The county’s unemployment rate was 4 percent in July, up slightly from 3.9 percent in June but down from 4.4 percent a year earlier, the Florida Department of Economic Opportunity said Friday.
While that shows the region’s labor market at full employment, a troubling trend continues for Palm Beach County’s economy: Its job growth lags the rest of the state.
The pace of job growth in Palm Beach County was just 1.3 percent from July 2017 to July 2018. That ranked 21st of 24 metro areas in the state.
Palm Beach County’s pace of job growth isn’t terrible -- the 1.3 percent rate edged out New York state’s rate of 1.2 percent and Illinois’ 1.1 percent over the past year.
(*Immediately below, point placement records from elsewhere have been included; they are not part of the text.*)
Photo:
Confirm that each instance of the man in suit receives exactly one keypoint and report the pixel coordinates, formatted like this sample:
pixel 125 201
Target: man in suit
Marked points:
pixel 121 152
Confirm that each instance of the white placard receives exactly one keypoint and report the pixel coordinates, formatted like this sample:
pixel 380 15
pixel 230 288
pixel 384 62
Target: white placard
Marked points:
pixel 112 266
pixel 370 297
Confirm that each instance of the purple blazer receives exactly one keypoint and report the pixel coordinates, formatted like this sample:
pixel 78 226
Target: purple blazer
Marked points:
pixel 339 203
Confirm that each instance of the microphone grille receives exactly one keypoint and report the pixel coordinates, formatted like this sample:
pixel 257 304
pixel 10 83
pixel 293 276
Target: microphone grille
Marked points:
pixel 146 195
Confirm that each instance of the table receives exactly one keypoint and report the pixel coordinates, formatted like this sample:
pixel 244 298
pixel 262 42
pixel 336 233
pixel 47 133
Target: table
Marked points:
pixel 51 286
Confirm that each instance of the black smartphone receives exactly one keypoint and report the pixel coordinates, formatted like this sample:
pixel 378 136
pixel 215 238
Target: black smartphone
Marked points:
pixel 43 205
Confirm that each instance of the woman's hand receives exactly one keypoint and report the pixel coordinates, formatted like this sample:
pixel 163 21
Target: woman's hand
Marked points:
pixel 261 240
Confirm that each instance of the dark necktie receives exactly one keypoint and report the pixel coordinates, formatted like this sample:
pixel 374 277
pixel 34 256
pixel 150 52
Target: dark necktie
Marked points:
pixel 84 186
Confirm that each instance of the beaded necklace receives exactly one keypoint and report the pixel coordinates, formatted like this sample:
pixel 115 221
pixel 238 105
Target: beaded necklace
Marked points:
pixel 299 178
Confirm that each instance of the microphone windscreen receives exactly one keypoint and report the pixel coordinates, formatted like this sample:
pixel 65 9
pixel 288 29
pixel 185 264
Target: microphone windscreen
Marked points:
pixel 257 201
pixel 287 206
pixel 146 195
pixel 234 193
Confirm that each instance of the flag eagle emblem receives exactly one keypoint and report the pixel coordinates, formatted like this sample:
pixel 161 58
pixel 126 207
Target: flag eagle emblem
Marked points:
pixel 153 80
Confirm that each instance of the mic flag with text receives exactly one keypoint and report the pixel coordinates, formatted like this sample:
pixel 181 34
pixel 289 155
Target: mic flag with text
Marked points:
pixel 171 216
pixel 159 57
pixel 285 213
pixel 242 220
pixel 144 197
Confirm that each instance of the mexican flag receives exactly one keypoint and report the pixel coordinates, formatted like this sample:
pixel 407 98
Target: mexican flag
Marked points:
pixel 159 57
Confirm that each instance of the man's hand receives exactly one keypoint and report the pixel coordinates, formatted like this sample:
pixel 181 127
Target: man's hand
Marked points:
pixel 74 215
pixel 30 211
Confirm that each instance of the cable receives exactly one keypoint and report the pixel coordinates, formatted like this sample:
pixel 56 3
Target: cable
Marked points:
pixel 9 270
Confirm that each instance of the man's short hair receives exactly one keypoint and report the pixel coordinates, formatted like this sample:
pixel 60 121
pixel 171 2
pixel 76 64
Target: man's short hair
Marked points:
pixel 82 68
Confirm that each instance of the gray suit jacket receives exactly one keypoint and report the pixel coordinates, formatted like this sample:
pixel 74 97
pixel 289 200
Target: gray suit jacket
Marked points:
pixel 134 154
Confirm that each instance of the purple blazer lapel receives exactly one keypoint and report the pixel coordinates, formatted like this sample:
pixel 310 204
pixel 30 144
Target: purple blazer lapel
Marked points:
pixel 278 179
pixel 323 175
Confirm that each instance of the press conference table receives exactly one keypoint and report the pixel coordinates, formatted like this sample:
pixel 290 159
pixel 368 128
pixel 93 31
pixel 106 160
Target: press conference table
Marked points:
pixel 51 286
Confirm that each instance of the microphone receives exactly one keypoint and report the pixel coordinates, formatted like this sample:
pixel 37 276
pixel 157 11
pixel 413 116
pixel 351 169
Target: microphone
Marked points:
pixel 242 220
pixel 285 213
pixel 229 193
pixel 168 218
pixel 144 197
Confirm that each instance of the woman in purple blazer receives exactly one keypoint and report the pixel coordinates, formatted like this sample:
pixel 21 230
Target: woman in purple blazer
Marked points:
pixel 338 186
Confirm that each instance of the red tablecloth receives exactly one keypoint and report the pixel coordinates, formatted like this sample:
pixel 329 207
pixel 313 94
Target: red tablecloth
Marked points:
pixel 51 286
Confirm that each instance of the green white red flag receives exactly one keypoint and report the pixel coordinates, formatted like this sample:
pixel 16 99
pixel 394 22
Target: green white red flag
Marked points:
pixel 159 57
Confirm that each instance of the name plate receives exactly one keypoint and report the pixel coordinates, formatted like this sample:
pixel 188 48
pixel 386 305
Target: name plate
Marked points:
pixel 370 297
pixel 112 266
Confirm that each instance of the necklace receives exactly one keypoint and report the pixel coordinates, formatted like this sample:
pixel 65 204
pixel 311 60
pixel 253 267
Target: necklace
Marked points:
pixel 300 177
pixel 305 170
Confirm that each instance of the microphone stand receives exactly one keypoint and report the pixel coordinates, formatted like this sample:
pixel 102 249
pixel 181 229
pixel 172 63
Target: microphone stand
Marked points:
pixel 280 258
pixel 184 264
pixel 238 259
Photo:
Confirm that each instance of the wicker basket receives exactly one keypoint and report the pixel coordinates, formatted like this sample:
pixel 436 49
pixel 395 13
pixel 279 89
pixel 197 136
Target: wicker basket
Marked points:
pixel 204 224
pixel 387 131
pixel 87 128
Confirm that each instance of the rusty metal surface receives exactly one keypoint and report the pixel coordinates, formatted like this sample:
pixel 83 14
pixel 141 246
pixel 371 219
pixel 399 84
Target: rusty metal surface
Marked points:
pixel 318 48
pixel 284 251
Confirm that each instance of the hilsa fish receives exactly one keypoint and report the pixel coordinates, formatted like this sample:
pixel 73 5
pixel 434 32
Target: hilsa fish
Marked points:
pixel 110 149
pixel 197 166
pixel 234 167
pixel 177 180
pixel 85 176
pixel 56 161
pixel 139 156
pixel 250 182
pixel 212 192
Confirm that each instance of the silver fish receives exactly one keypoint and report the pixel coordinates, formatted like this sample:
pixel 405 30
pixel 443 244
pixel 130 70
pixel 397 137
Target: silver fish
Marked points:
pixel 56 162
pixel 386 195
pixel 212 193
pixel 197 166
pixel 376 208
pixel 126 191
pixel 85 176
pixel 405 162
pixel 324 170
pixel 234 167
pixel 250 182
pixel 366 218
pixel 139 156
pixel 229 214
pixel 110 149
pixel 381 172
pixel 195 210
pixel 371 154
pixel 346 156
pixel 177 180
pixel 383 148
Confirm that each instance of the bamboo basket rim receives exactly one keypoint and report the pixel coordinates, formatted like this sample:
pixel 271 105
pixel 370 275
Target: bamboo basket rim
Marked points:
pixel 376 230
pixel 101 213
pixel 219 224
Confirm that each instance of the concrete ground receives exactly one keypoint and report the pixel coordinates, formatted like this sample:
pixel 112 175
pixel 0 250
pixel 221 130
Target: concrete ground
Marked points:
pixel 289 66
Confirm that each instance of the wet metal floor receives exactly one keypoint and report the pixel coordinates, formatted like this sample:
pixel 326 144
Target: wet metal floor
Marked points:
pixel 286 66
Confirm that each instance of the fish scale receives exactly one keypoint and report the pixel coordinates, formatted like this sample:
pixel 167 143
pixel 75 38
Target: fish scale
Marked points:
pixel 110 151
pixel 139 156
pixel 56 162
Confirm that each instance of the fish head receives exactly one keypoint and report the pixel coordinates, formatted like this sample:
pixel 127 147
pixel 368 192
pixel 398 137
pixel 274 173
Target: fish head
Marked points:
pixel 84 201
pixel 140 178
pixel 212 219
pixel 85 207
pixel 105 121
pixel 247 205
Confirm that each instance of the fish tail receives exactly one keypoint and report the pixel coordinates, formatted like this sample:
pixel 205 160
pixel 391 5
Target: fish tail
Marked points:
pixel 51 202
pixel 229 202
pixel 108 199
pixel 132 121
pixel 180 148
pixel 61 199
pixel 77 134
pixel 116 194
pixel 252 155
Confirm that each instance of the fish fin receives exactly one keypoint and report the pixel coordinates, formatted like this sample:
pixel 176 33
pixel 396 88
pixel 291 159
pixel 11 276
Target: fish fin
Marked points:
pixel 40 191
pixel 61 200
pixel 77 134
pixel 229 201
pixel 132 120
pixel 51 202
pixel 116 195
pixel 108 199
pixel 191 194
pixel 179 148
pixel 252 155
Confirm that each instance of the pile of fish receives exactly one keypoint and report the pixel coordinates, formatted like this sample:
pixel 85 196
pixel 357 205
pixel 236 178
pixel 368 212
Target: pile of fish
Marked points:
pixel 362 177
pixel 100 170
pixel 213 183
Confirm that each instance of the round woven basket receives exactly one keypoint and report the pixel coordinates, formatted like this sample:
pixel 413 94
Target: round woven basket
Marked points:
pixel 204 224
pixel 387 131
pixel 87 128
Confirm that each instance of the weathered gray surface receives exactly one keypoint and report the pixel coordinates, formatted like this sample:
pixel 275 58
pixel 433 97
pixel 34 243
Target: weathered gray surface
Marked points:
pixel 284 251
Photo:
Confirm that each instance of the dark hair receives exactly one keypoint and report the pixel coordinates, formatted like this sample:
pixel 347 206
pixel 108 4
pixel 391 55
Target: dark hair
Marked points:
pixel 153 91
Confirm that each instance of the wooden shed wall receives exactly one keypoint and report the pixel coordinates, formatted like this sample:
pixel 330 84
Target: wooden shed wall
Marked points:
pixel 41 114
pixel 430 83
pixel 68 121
Even so, Palm Beach County added jobs at just half of Florida’s statewide rate of 2.6 percent. The Orlando area posted robust job growth over the past year. Employers there added more than 50,000 positions, and employment expanded by 4.3 percent.
Among other large metro areas, Jacksonville posted job growth of 3.2 percent, while Tampa’s jobs expanded at a 2.3 percent clip.
Hiring in some sectors has been strong. The Palm Beach County construction industry added 3,500 jobs over the past year, as did the leisure and hospitality sector.
The financial industry added 1,500 jobs, and manufacturers expanded by 1,000 positions.
Several sectors are in decline. The catch-all category of education and health services shrank by 2,800 jobs, government lost 200 workers and the information sector dwindled by 100 jobs.
While the low unemployment rate seems to reflect a robust job market, wage growth remains a mystery.
Scott Brown, chief economist at Raymond James in St. Petersburg, said economists have been trying to determine why paychecks aren’t rising more quickly.
“Wage growth is much slower than you’d expect given the unemployment rate,” Brown said.
One possible culprit, Brown said, is that labor unions have lost sway in recent decades, leaving workers with less bargaining power. Another drag on wages comes from employers preferences for signing bonuses and annual bonuses rather than permanent raises.
The state labor report doesn’t include wage data. The U.S. Department of Labor said earlier this month that national wages climbed 2.7 percent from July 2017 to July 2018 -- an improving number but not one that reflects a go-go job market.
By another measure, Palm Beach County wage growth has been robust. The Labor Department said the region’s average pay jumped 4.5 percent from the fourth quarter of 2016 to the fourth quarter of 2017, outpacing the national number of 3.9 percent.
Among Florida counties, Hendry County -- the rural region just west of Palm Beach County -- had the state’s highest unemployment rate in July, at 8.7 percent.
The lowest rate was in St. Johns County and Okaloosa County, both tied at 3 percent.